During the status review meeting, the COA asked questions of Life representatives.  The COA then excused Life’s representatives and convened an executive session to deliberate.  Members of the 2001 Team (DuMonthier, Lamm, Carpenter and Haslund), the 2002 Team (DuMonthier, Sawyer, Lamm and Weeks), and the Petty Team (Carpenter) were allowed to participate in the decisonmaking, a clear violation of the 2000 COA Manual.  Furthermore, representatives of economic and geographic competitors of Life (Haslund, Weeks and DuMonthier) were allowed to participate in the decisionmaking, a clear violation of CCE Policy BOD-18. 

43.

Sometime during the same weekend meeting, the COA also debated the resolution of the Petty complaint, even though Life still had not seen the report of the Petty Team and had not had any opportunity to respond to such a report.

44.

Life was informed on June 10, 2002, that the COA had denied reaffirmation of Life’s accreditation.  The COA’s denial letter did not contain any findings of fact.  June 10, 2002 letter from Joseph Brimhall.

45.

Section 602.17(f)(1) of USDE regulations for recognized accreditation agencies requires that, subsequent to the review of the site-visit team’s report and any other appropriate information from other sources, the accrediting agency must provide the institution with a detailed written report that assesses the institution’s compliance with the agency’s standards, including areas needing improvement.  While COA did provide Life with a list of standards allegedly out of compliance, there was no report providing the factual predicate for such determinations.

46.

Even though the COA’s decision would not become effective until the conclusion of any appeal activities, COA and CCE determined that the decision would be made public immediately.  No reasons were given for the decision to make the denial immediately public.  A public announcement was made that day and posted on the CCE website. 

47.

Several competing chiropractic schools, including Logan, Texas Chiropractic, Palmer and Parker immediately posted information on their websites, offered financial incentives and sent representatives and even buses to Marietta to solicit transfers and entice students to transfer from the proposed unaccredited program at Life. 

48.

Section 602.25 of USDE’s regulations governing accrediting agencies provides, "The agency must demonstrate that the procedures it uses throughout the accrediting process satisfy due process."

49.

Without ever being afforded any opportunity to review or to respond to the Petty team’s report, Life was notified of the results of the Petty complaint deliberations on June 26, 2002.  June 26, 2002 letter from Joseph Brimhall to Dr.
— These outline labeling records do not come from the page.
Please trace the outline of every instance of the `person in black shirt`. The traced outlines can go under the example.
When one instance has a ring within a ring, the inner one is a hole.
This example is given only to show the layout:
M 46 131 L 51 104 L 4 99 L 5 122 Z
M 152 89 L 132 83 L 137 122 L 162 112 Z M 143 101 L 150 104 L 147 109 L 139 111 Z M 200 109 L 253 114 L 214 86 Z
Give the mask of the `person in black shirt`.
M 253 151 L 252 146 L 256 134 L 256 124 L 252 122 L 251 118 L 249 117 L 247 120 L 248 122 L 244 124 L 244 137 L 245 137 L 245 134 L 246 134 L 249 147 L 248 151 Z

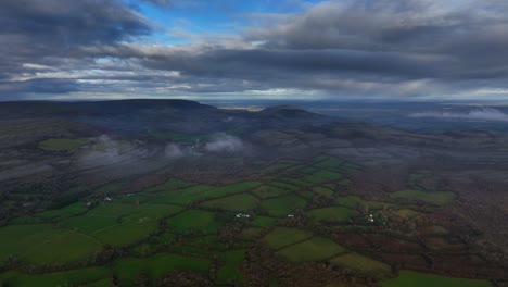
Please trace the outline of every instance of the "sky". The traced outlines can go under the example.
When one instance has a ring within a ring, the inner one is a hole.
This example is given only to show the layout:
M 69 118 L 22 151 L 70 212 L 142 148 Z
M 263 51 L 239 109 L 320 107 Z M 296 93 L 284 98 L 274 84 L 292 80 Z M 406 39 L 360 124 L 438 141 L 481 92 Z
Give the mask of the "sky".
M 508 100 L 506 0 L 2 0 L 0 100 Z

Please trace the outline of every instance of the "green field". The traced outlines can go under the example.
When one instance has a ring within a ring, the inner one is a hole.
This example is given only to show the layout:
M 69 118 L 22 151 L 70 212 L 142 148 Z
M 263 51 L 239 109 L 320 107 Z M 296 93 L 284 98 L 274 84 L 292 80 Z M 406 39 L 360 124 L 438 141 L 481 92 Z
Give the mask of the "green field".
M 189 210 L 167 220 L 177 233 L 215 233 L 223 224 L 215 220 L 215 213 L 203 210 Z
M 265 228 L 262 227 L 247 227 L 242 230 L 242 236 L 247 239 L 255 239 L 258 238 L 264 232 Z
M 365 272 L 365 273 L 376 273 L 376 272 L 390 273 L 392 271 L 390 265 L 383 262 L 373 260 L 371 258 L 360 255 L 358 253 L 342 254 L 336 258 L 330 259 L 329 262 L 333 265 L 348 267 L 348 269 Z
M 416 219 L 420 216 L 421 212 L 418 212 L 411 209 L 401 209 L 401 210 L 395 211 L 395 214 L 397 214 L 397 216 L 411 220 L 411 219 Z
M 191 186 L 191 183 L 187 183 L 180 179 L 169 179 L 163 184 L 153 186 L 148 188 L 145 191 L 153 192 L 153 191 L 167 191 L 167 190 L 174 190 L 174 189 L 179 189 L 179 188 L 186 188 Z
M 278 219 L 269 216 L 255 216 L 252 224 L 259 227 L 269 227 L 277 224 Z
M 52 220 L 55 217 L 67 217 L 72 215 L 77 215 L 81 213 L 86 213 L 88 208 L 84 202 L 76 202 L 64 208 L 58 210 L 48 210 L 45 212 L 37 213 L 35 216 L 45 219 L 45 220 Z
M 264 199 L 264 198 L 278 197 L 278 196 L 285 194 L 287 191 L 284 191 L 282 188 L 279 188 L 279 187 L 263 185 L 254 189 L 252 192 L 256 197 Z
M 288 227 L 277 227 L 269 234 L 267 234 L 263 241 L 266 242 L 270 248 L 279 249 L 284 246 L 289 246 L 307 238 L 310 238 L 313 234 L 307 230 L 300 230 Z
M 318 195 L 327 197 L 327 198 L 332 198 L 333 194 L 334 194 L 334 191 L 332 189 L 327 188 L 327 187 L 314 187 L 313 191 L 315 194 L 318 194 Z
M 202 207 L 229 210 L 229 211 L 249 211 L 254 209 L 259 200 L 249 194 L 240 194 L 225 198 L 214 199 L 201 203 Z
M 414 271 L 401 271 L 398 277 L 381 282 L 382 287 L 492 287 L 487 280 L 443 277 Z
M 221 254 L 221 257 L 225 261 L 225 264 L 221 265 L 217 271 L 218 282 L 224 284 L 233 284 L 234 286 L 243 285 L 245 277 L 240 271 L 240 264 L 245 257 L 245 251 L 227 251 Z
M 261 208 L 269 215 L 283 217 L 292 213 L 297 207 L 305 207 L 307 201 L 299 196 L 282 196 L 278 198 L 265 199 L 261 203 Z
M 358 215 L 359 213 L 346 208 L 331 207 L 310 210 L 308 214 L 310 215 L 310 217 L 317 221 L 343 222 Z
M 330 239 L 313 237 L 279 250 L 277 253 L 291 262 L 319 261 L 346 250 Z
M 394 207 L 392 203 L 381 202 L 381 201 L 368 201 L 364 200 L 357 196 L 346 196 L 346 197 L 339 197 L 335 199 L 335 203 L 342 207 L 346 207 L 350 209 L 383 209 Z
M 154 198 L 154 202 L 187 205 L 199 200 L 221 198 L 229 195 L 245 192 L 259 185 L 262 185 L 261 182 L 243 182 L 220 187 L 196 185 L 175 191 L 158 194 L 158 196 Z
M 7 272 L 0 275 L 0 286 L 80 286 L 84 283 L 100 280 L 101 278 L 110 275 L 111 271 L 105 267 L 88 267 L 47 274 L 23 274 L 18 272 Z M 111 279 L 109 279 L 107 283 L 110 283 L 107 286 L 111 286 Z
M 1 227 L 0 238 L 0 259 L 14 255 L 33 264 L 75 262 L 102 248 L 93 238 L 50 224 Z
M 420 200 L 435 205 L 444 205 L 455 199 L 455 194 L 450 191 L 422 191 L 405 189 L 390 195 L 391 198 Z
M 317 171 L 312 174 L 305 175 L 303 180 L 310 183 L 313 185 L 325 184 L 329 182 L 339 182 L 343 179 L 343 175 L 336 172 L 330 171 Z
M 328 158 L 326 160 L 318 162 L 316 166 L 325 167 L 325 169 L 333 169 L 333 167 L 339 167 L 342 164 L 344 164 L 343 160 L 340 160 L 336 158 Z
M 144 273 L 153 282 L 169 275 L 174 271 L 193 271 L 206 274 L 211 261 L 202 258 L 183 257 L 178 254 L 160 253 L 150 258 L 123 259 L 113 266 L 120 286 L 134 286 L 139 274 Z
M 39 142 L 39 148 L 48 151 L 66 151 L 73 152 L 80 147 L 87 145 L 88 139 L 78 138 L 50 138 Z

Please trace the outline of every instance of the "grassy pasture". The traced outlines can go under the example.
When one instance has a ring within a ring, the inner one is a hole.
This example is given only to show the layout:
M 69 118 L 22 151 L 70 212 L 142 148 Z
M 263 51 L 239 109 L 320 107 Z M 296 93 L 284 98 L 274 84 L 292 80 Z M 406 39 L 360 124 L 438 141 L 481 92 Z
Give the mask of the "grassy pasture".
M 80 286 L 87 282 L 100 280 L 110 274 L 110 270 L 105 267 L 88 267 L 46 274 L 23 274 L 20 272 L 7 272 L 0 275 L 0 286 Z M 107 283 L 110 285 L 106 286 L 111 286 L 111 280 L 107 280 Z
M 265 199 L 261 207 L 271 216 L 287 216 L 292 213 L 296 207 L 305 207 L 307 201 L 299 196 L 289 195 L 278 198 Z
M 310 214 L 310 216 L 317 221 L 341 222 L 347 221 L 351 217 L 358 215 L 358 212 L 347 208 L 331 207 L 310 210 L 308 214 Z
M 167 222 L 177 233 L 215 233 L 223 225 L 215 220 L 215 213 L 203 210 L 185 211 L 168 219 Z
M 444 277 L 414 271 L 401 271 L 398 277 L 384 279 L 382 287 L 492 287 L 487 280 Z
M 390 273 L 392 271 L 391 266 L 377 261 L 374 259 L 360 255 L 358 253 L 346 253 L 339 255 L 329 260 L 329 262 L 333 265 L 339 265 L 343 267 L 348 267 L 352 270 L 365 272 L 365 273 L 376 273 L 376 272 L 386 272 Z
M 330 239 L 313 237 L 303 242 L 279 250 L 277 254 L 291 262 L 319 261 L 331 258 L 346 250 Z
M 135 286 L 139 274 L 144 273 L 152 280 L 169 275 L 174 271 L 192 271 L 206 274 L 209 260 L 194 257 L 183 257 L 170 253 L 160 253 L 150 258 L 123 259 L 113 266 L 119 278 L 120 286 Z
M 368 201 L 357 196 L 339 197 L 335 199 L 335 204 L 350 208 L 350 209 L 368 208 L 372 210 L 394 207 L 394 204 L 392 203 L 386 203 L 386 202 L 381 202 L 381 201 Z
M 76 202 L 58 210 L 48 210 L 41 213 L 37 213 L 35 216 L 43 220 L 52 220 L 56 217 L 68 217 L 77 214 L 82 214 L 88 211 L 88 208 L 84 202 Z
M 450 191 L 422 191 L 405 189 L 390 195 L 391 198 L 420 200 L 435 205 L 445 205 L 455 199 L 455 194 Z
M 214 199 L 201 203 L 202 207 L 216 208 L 228 211 L 249 211 L 254 209 L 259 200 L 249 194 L 239 194 L 225 198 Z
M 329 182 L 339 182 L 343 179 L 341 173 L 330 172 L 330 171 L 317 171 L 312 174 L 308 174 L 303 177 L 303 180 L 310 183 L 313 185 L 325 184 Z
M 104 278 L 82 285 L 84 287 L 111 287 L 111 278 Z
M 198 200 L 220 198 L 233 194 L 240 194 L 259 186 L 259 182 L 243 182 L 227 186 L 213 187 L 207 185 L 196 185 L 177 191 L 164 192 L 156 197 L 157 202 L 168 202 L 175 204 L 190 204 Z
M 258 238 L 264 232 L 265 228 L 262 227 L 247 227 L 242 230 L 242 236 L 246 239 L 255 239 Z
M 313 191 L 315 194 L 318 194 L 318 195 L 327 197 L 327 198 L 332 198 L 333 194 L 334 194 L 334 191 L 332 189 L 327 188 L 327 187 L 314 187 Z
M 112 246 L 134 244 L 155 230 L 156 222 L 123 222 L 120 224 L 92 233 L 101 242 Z
M 269 217 L 269 216 L 255 216 L 254 220 L 252 221 L 252 224 L 254 226 L 259 226 L 259 227 L 269 227 L 276 225 L 278 222 L 278 219 L 275 217 Z
M 240 264 L 245 258 L 244 250 L 227 251 L 223 254 L 225 264 L 217 271 L 217 278 L 219 283 L 233 284 L 241 286 L 245 282 L 245 277 L 240 271 Z
M 105 184 L 97 189 L 98 192 L 103 192 L 103 194 L 110 194 L 110 192 L 116 192 L 122 190 L 122 188 L 125 186 L 124 183 L 110 183 Z
M 175 191 L 157 194 L 156 197 L 153 199 L 153 202 L 187 205 L 196 200 L 204 199 L 206 192 L 213 189 L 213 186 L 195 185 Z
M 271 186 L 275 186 L 277 188 L 280 188 L 282 191 L 284 192 L 289 192 L 289 191 L 297 191 L 301 189 L 300 186 L 297 185 L 292 185 L 292 184 L 289 184 L 289 183 L 285 183 L 285 182 L 274 182 L 270 184 Z
M 39 142 L 39 148 L 48 151 L 66 151 L 73 152 L 80 147 L 87 145 L 88 139 L 78 138 L 50 138 Z
M 291 164 L 291 163 L 275 163 L 275 164 L 271 164 L 271 165 L 268 165 L 267 167 L 265 167 L 263 170 L 263 173 L 265 173 L 265 174 L 277 173 L 277 172 L 280 172 L 281 170 L 290 167 L 291 165 L 293 165 L 293 164 Z
M 191 185 L 192 185 L 191 183 L 187 183 L 187 182 L 183 182 L 183 180 L 180 180 L 180 179 L 172 178 L 169 180 L 166 180 L 163 184 L 152 186 L 152 187 L 145 189 L 145 191 L 156 192 L 156 191 L 175 190 L 175 189 L 179 189 L 179 188 L 186 188 L 186 187 L 189 187 Z
M 399 209 L 395 211 L 395 214 L 397 214 L 397 216 L 405 217 L 408 220 L 416 219 L 421 215 L 420 212 L 411 210 L 411 209 Z
M 62 220 L 61 225 L 79 233 L 91 234 L 96 230 L 118 224 L 116 217 L 85 214 Z
M 278 196 L 285 194 L 287 191 L 279 187 L 263 185 L 252 190 L 252 192 L 256 197 L 264 199 L 264 198 L 278 197 Z
M 296 228 L 277 227 L 269 234 L 267 234 L 263 241 L 266 242 L 270 248 L 279 249 L 284 246 L 289 246 L 307 238 L 310 238 L 313 234 L 307 230 L 301 230 Z
M 316 163 L 316 166 L 322 167 L 322 169 L 333 169 L 333 167 L 339 167 L 342 164 L 344 164 L 343 160 L 336 159 L 336 158 L 328 158 L 325 159 L 318 163 Z
M 86 259 L 100 249 L 101 245 L 93 238 L 50 224 L 0 228 L 0 259 L 15 255 L 33 264 L 65 263 Z

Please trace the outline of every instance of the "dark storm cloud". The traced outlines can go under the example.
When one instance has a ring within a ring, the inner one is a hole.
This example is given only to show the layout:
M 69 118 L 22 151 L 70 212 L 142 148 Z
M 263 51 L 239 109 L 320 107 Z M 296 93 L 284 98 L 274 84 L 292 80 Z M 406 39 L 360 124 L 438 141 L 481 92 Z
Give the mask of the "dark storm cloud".
M 152 26 L 119 0 L 5 0 L 0 91 L 506 95 L 507 12 L 500 0 L 325 1 L 234 37 L 164 46 L 137 40 Z
M 168 7 L 173 4 L 173 0 L 142 0 L 143 2 L 152 3 L 158 7 Z

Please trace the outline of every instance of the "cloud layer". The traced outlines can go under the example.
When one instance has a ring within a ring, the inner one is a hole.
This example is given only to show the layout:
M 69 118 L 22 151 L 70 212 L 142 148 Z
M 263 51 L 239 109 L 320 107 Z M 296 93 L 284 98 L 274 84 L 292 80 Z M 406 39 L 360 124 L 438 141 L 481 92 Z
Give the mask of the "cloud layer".
M 412 113 L 411 117 L 434 117 L 449 120 L 468 120 L 468 121 L 490 121 L 490 122 L 508 122 L 508 114 L 492 108 L 473 110 L 467 113 L 457 112 L 419 112 Z
M 143 2 L 170 13 L 174 1 Z M 242 13 L 256 24 L 207 35 L 161 28 L 134 0 L 4 0 L 0 97 L 508 97 L 506 1 L 305 7 Z

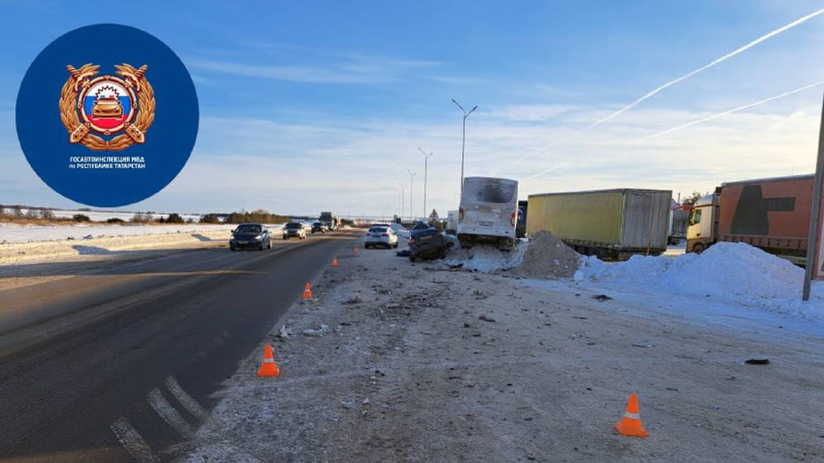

Williams.  While the denial of reaffirmation rendered the Petty complaint moot, the matter was left open for further action at a later date.

50.

On June 13, 2002, COA notified Life that Life had waived confidentiality of the appeal process and CCE would feel free to release information.  Despite requests from Life, neither COA nor CCE stated what facts led to this decision.

51.

On June 13, 2002, Life wrote to Dr. Brimhall, noting inconsistencies between the rules applicable to appeals in CCE Policy COA-8 and in the 2000 COA Manual, and requesting additional pertinent information regarding the appeal process.  June 13, 2002 memorandum from Dr. Williams to Dr. Brimhall, and June 13, 2002 letter from R. Milton Crouch to Dr. Brimhall.

52.

On July 8, 2002, Life filed its Notice of Intent to Appeal with CCE.  In that Notice, Life again asked for additional information regarding the appeal process, including the grounds for appeal.  July 8, 2002 Notice of Intent to Appeal. 

53.

The COA refused to provide additional information, responding that the appeal procedure was apparent.  See July 10, 2002 letter from Paul Walker to Charles E. Ribley and Deborah Pogrelis.  Despite several requests by Life, neither CCE nor COA ever disclosed the grounds for appeal available to Life. 

54.

On August 6, 2002, Life filed its appeal of the COA’s accreditation decision with CCE, along with a formal complaint to CCE regarding the appeal process.  Walker subsequently wrote to Life challenging Life’s right to file its complaint and insisting that Life could not be sincere in its confusion about the appeal process because Life had filed its appeal and claiming that the school had never asked how to appeal.  August 8, 2002 letter from Paul Walker to Dr. Pogrelis.  August 20, 2002 letter from Paul Walker to Dr. Pogrelis. 

55.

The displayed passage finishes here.